It was so cold last night I unfurled my second doona. This morning when I was dazzled awake by the late spring sun, I could feel a little bit of Antarctica strafing my snout. And then, when I strolled up Knocklofty, there was Mount Wellington glowing with a generous dusting of snow.
We are three days away from the beginning of summer, and I am filled with unseasonable zing.
I am beginning to wonder whether the indecision that sometimes assails me originated in the move I made to the antipodes all those years ago, and never quite being able to reconcile myself with the inversion of seasons. The chill of this morning gladdened me not just because I thrive in the cold, but because my Anglo-Swiss soul is appeased.

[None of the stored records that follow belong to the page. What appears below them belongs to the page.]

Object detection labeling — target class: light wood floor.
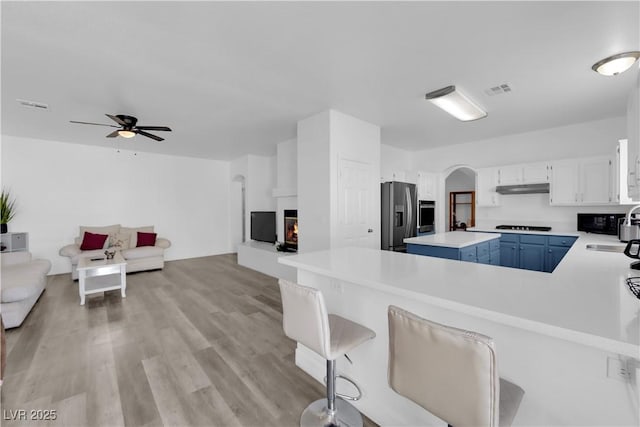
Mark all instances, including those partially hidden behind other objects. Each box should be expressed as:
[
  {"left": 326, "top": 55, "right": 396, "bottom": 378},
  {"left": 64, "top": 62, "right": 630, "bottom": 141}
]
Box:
[{"left": 1, "top": 254, "right": 373, "bottom": 426}]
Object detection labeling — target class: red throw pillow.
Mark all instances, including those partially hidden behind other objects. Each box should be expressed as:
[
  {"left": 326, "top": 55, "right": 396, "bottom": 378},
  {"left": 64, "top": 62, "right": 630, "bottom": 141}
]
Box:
[
  {"left": 136, "top": 231, "right": 157, "bottom": 248},
  {"left": 80, "top": 231, "right": 109, "bottom": 251}
]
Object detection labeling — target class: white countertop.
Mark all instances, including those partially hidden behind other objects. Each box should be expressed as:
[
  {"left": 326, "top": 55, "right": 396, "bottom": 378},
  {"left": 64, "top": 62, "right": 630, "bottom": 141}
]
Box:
[
  {"left": 404, "top": 231, "right": 500, "bottom": 248},
  {"left": 279, "top": 232, "right": 640, "bottom": 358},
  {"left": 467, "top": 227, "right": 580, "bottom": 237}
]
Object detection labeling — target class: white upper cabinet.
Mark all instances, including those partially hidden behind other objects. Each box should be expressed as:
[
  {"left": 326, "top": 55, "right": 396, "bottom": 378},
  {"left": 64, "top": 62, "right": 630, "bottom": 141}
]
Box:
[
  {"left": 417, "top": 172, "right": 438, "bottom": 200},
  {"left": 498, "top": 163, "right": 549, "bottom": 185},
  {"left": 498, "top": 165, "right": 522, "bottom": 185},
  {"left": 522, "top": 162, "right": 549, "bottom": 184},
  {"left": 476, "top": 168, "right": 500, "bottom": 206},
  {"left": 549, "top": 156, "right": 617, "bottom": 205}
]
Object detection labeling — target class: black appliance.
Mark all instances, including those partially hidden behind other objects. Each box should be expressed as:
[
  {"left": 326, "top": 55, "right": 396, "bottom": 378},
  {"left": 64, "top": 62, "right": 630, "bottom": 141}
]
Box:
[
  {"left": 418, "top": 200, "right": 436, "bottom": 233},
  {"left": 284, "top": 209, "right": 298, "bottom": 252},
  {"left": 251, "top": 211, "right": 276, "bottom": 243},
  {"left": 380, "top": 181, "right": 418, "bottom": 252},
  {"left": 578, "top": 214, "right": 625, "bottom": 236},
  {"left": 496, "top": 225, "right": 551, "bottom": 231}
]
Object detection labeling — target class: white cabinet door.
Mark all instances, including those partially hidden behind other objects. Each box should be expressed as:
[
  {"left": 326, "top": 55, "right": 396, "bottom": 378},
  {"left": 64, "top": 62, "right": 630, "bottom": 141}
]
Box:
[
  {"left": 522, "top": 163, "right": 549, "bottom": 184},
  {"left": 549, "top": 159, "right": 579, "bottom": 205},
  {"left": 579, "top": 156, "right": 613, "bottom": 205},
  {"left": 498, "top": 165, "right": 522, "bottom": 185},
  {"left": 476, "top": 168, "right": 500, "bottom": 206},
  {"left": 418, "top": 172, "right": 438, "bottom": 200}
]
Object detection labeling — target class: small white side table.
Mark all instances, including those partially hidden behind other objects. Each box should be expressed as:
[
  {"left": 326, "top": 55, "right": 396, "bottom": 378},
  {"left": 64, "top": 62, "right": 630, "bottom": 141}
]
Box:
[{"left": 78, "top": 252, "right": 127, "bottom": 305}]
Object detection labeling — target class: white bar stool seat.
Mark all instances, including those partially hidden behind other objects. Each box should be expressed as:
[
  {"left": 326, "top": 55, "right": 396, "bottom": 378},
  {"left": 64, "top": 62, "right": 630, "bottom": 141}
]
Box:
[
  {"left": 279, "top": 279, "right": 376, "bottom": 427},
  {"left": 388, "top": 306, "right": 524, "bottom": 427}
]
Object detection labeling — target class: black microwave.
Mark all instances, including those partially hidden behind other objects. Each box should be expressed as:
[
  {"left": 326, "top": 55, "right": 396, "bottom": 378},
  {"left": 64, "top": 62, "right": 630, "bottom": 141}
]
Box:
[{"left": 578, "top": 214, "right": 625, "bottom": 236}]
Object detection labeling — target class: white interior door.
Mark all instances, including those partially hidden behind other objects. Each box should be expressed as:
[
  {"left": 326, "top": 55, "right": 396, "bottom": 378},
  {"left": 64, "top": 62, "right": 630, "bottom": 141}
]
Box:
[{"left": 332, "top": 159, "right": 380, "bottom": 248}]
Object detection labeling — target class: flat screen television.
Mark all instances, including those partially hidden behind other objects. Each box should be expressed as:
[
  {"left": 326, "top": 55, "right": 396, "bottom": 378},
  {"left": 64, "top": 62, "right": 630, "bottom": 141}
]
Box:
[
  {"left": 251, "top": 211, "right": 276, "bottom": 243},
  {"left": 284, "top": 209, "right": 298, "bottom": 251}
]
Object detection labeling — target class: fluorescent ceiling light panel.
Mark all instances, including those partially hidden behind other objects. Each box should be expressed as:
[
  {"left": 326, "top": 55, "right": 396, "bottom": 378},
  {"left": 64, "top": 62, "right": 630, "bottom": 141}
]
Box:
[
  {"left": 591, "top": 51, "right": 640, "bottom": 76},
  {"left": 425, "top": 86, "right": 487, "bottom": 122}
]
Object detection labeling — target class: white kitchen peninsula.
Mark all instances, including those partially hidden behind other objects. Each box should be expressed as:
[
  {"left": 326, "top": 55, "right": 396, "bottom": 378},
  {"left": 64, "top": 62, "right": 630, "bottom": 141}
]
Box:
[{"left": 280, "top": 234, "right": 640, "bottom": 425}]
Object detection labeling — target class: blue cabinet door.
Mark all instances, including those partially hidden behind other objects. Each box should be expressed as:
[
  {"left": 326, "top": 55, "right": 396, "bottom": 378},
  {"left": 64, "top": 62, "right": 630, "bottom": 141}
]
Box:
[
  {"left": 489, "top": 246, "right": 500, "bottom": 265},
  {"left": 519, "top": 243, "right": 545, "bottom": 271},
  {"left": 460, "top": 245, "right": 478, "bottom": 262},
  {"left": 500, "top": 242, "right": 520, "bottom": 268},
  {"left": 545, "top": 246, "right": 571, "bottom": 273}
]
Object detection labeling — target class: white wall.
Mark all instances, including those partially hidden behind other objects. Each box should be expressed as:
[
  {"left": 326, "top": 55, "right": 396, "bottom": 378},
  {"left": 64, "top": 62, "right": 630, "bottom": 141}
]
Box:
[
  {"left": 627, "top": 74, "right": 640, "bottom": 200},
  {"left": 229, "top": 154, "right": 276, "bottom": 244},
  {"left": 412, "top": 117, "right": 627, "bottom": 172},
  {"left": 380, "top": 144, "right": 414, "bottom": 182},
  {"left": 1, "top": 135, "right": 230, "bottom": 274},
  {"left": 276, "top": 139, "right": 298, "bottom": 242},
  {"left": 298, "top": 111, "right": 330, "bottom": 252}
]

It knows it should be heading for winter, that November should be drawing the autumn to an end, and that it should not have to be dragged, kicking and screaming, from spring into summer. My Tasmanian body, though, is alert to the burgeoning vegetable patch, roses, raspberries and early daylight. It tries to persuade my retreating soul to lighten up, mingle, stay awake, eat lettuce, be more vocal, and spend more time with friends.
The hemispheric split is not unlike the disjunction that any being who has been uprooted from familiar territory battles with; the constant to-ing and fro-ing between our own lived lives and the tendrils that hold us to the past and dear ones whose lives continue elsewhere. The way this makes us feel both plagues and enriches us. It ebbs and flows. The hemispheric split has no such nuance. It is defined by its opposition and that opposition is directional.
I know in my mind that we are all heading in the same direction – that just as night follows day, summer will follow spring, no matter where I am, but the hemispheric split creates Spring/Autumn, Summer/Winter as dichotomies. And I feel as is if my soul is heading in one direction while my mind is heading in the other. No sooner does one thought or feeling enter my mind, when its polar opposite presents itself in equal measure.
Is it any wonder that I so often find myself in such an agony of self-doubt?